An manchen Tagen frage ich mich, ob ich überhaupt gut bin. Machen die Wörter überhaupt Sinn, die ich da aneinanderreihe? Zu geschwollen oder doch zu platt? Ist das Kunst? Kann das weg?

Doch dann lese ich ein paar Zeilen, schreibe einige Sätze, versinke wieder in Larivas und dem Zauber des Schreibens. Es ist nicht von Bedeutung, wird mir klar. Von Bedeutung ist nur das flüssige Glück in meinen Adern, während mein Herz im Takt des Tastaturklapperns schlägt.

Noch waren die Bilder dunkel, an den Rändern verschwommen. Es würde noch die Kraft vieler Runen benötigen, sie bunt und klar zu zeichnen. Er würde mehr brauchen, so viel mehr, Unmengen an Zeichen, geschrieben und gelesen. Man erzählte sich von Orten, an denen sie ganze Hallen füllten, zwischen stoffdünne Scheiben und auf Rollen gebannt. Er würde sie finden, genug, um die Zweite Welt aus den Schatten zu locken und ihre Macht zu entfesseln. Er wusste bereits, wofür er sie nutzen würde.

Ich bin süchtig. Ich bin süchtig nach den geschwungenen Buchstaben auf Papier, nach dem Geruch von Notizbüchern und dem Gefühl des Stifts zwischen den Fingern. Tausend Leben habe ich gelebt, Welten erschaffen, Freunde gefunden und verloren, gelacht, geweint und ja, manchmal auch Gott gespielt.

Die Lernunterlagen warten. Draußen lockt der Sommer. Die Freundin hat nach heute Abend gefragt. Sollte ich gehen? Was ist mir wichtiger?

Larivas ruft nach mir. Nur wenige Stunden und ich bin schon wieder auf Entzug.

Verdammt. Ich bin süchtig.

Er konnte nicht glauben, dass ihnen all das verwehrt geblieben war. Ein einfacher Zauber mit der Macht, Ketten zu sprengen und Könige zu stürzten. Zwischen wenigen Strichen wartete eine zweite Welt, die tausend andere in sich trug. In diesem Moment hielt er die Gedanken der Zeit in seinen Händen.

Eine Welt war nicht genug.

Boranú begann, zu schreiben.

Endlich, endlich. Den ganzen Tag habe ich auf diesen Moment gewartet. Nur ich, hier am Schreibtisch, die Hände über der Tastatur. Vor den Fenstern senkt sich die Dämmerung herab, aber über Larivas geht eben die Sonne auf. Ich schließe die Augen und lasse mich fallen.

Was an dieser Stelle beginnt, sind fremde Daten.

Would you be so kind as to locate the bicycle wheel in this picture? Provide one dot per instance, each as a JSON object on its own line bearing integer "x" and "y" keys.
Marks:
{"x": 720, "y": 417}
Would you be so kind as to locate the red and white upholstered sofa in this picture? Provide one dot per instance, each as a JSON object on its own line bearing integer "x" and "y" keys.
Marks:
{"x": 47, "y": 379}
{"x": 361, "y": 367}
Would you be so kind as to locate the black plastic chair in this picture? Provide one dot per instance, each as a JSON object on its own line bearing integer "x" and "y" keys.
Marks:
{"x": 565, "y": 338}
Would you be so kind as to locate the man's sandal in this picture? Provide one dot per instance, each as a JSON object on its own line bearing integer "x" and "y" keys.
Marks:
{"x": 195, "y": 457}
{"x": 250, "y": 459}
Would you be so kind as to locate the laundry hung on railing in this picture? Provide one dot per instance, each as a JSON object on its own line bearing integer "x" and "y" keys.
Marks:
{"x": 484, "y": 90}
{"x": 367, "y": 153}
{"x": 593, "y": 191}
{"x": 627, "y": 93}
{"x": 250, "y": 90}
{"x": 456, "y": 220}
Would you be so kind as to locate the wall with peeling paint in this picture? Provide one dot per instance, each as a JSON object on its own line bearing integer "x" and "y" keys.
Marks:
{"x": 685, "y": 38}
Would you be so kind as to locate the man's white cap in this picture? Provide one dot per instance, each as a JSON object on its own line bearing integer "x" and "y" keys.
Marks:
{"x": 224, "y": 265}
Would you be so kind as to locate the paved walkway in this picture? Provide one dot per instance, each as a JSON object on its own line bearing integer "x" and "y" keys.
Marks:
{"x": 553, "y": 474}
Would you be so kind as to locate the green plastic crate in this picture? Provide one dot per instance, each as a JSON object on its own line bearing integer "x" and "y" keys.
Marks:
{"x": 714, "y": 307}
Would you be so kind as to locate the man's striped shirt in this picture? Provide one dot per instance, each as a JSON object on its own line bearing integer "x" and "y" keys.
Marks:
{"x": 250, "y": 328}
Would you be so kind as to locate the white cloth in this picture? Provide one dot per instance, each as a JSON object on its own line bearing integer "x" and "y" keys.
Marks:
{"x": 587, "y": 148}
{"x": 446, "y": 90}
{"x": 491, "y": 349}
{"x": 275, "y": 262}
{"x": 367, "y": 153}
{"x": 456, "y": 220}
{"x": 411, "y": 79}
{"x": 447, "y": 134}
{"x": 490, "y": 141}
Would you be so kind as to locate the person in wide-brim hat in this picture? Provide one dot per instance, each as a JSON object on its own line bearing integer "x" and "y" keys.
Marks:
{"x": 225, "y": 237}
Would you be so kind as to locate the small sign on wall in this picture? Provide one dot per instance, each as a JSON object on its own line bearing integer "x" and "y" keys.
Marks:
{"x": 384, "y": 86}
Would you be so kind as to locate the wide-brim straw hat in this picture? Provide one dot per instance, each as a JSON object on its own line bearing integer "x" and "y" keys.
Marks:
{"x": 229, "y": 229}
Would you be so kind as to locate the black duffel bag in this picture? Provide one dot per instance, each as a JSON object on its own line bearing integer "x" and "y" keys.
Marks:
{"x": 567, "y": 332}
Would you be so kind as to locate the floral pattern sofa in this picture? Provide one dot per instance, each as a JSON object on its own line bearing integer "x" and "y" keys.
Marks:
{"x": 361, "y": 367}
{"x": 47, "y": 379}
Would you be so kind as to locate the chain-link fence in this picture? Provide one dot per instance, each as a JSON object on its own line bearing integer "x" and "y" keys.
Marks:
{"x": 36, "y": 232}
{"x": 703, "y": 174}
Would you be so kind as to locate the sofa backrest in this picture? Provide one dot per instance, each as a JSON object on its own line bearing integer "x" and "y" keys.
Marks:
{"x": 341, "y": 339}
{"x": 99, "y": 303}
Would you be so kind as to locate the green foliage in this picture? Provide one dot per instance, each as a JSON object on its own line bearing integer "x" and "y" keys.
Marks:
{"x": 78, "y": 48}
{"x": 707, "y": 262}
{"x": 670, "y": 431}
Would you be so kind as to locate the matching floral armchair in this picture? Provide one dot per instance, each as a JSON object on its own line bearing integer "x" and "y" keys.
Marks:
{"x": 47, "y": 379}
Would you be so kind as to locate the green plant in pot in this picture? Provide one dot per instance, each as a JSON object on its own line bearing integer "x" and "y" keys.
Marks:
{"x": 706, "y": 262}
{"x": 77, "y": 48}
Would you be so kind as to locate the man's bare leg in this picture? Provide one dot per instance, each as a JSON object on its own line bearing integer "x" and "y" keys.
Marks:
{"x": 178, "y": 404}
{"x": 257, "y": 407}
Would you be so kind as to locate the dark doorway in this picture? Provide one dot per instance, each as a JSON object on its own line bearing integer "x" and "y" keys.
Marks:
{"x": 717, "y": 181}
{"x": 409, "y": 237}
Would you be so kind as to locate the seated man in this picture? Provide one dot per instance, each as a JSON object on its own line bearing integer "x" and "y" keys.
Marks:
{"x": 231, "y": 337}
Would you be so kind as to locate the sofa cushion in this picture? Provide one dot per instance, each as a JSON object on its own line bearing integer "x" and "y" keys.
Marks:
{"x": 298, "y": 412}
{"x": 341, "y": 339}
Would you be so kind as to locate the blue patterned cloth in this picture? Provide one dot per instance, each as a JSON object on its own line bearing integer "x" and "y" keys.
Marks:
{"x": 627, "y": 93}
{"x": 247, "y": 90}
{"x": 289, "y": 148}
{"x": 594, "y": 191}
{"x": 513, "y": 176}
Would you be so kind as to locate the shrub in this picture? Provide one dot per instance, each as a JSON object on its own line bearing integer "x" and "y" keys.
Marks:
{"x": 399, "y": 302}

Eine Welt ist nicht genug.


Wettbewerb in der Schreibkommune 2021

3 Replies to “Zwischen den Welten – Nele Breyer”

  1. Ein wunderbarer Beitrag und einer weiteren Siegerin des Schreibwettbewerbs in der Schreibkommune würdig.

    Ich würde mich freuen, noch viele weitere Beiträge von Dir und Deinen Welten in der Schreibkommune zu lesen.

    Jetzt erstmal meine besten Grüße und Glückwunsch zu diesem Siegerbeitrag.

    Grüße
    Andi

  2. Beste Geschichte! Herzlichen Glückwunsch, liebe Nele. Ich warte schon darauf, eines Tages bei Thalia ein ganzes Buch mit deinem Namen darauf zu entdecken.

  3. Das ist ein sehr eindrucksvoller Text, der mich als Leserin hat staunen lassen, mitgenommen hat und als Autorin ein bedingungsloses „Ja“ mir entlockte. Fantastisch. Gratulation.